La tachycardie, l’hypotension artérielle et la baisse de la saturation en oxygène sont des signes que les cliniciens peuvent utiliser pour prendre la décision de transfuser. Les changements électrocardiographiques associés à l’hypoxie tissulaire peuvent se produire à un taux d’hémoglobine <5 g/dL chez les adultes en bonne santé. Des études montrent que la mortalité et la morbidité augmentent rapidement à des taux <5,0 à 6,0 g/dL.5 Actuellement, il n’existe pas de test sérologique diagnostique pour l’hypoxie tissulaire, qui est la raison physiologique de donner des globules rouges.

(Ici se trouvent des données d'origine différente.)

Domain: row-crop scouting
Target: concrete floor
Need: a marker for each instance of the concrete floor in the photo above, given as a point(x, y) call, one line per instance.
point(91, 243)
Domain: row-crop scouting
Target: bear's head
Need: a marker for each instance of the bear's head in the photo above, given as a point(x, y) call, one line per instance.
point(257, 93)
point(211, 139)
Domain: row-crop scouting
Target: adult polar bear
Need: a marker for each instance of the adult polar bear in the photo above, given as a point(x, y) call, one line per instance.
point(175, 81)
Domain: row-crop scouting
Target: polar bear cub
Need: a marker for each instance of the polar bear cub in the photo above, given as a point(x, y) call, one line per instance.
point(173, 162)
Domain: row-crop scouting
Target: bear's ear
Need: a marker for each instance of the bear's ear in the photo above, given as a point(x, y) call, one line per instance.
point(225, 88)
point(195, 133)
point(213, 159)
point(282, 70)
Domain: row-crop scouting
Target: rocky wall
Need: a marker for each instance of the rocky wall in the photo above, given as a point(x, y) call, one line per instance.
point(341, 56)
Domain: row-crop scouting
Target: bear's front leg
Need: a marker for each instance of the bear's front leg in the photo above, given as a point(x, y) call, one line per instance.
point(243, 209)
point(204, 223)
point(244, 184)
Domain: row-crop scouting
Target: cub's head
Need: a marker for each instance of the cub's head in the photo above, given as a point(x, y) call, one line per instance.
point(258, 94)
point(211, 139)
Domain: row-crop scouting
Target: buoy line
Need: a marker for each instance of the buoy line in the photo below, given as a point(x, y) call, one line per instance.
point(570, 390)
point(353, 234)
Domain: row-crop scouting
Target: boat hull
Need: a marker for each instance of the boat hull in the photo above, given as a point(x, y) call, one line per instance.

La transfusion de globules rouges peut être une thérapie qui sauve la vie ; cependant, ce n’est pas une intervention bénigne. On estime que 10% des réactions transfusionnelles auront des effets indésirables.6 L’utilisation de globules rouges expose les patients à des réactions transfusionnelles hémolytiques, à des infections et à des lésions pulmonaires aiguës liées à la transfusion.7,8 De plus, des dépenses économiques inutiles sont engagées et une ressource rare est détournée d’autres patients.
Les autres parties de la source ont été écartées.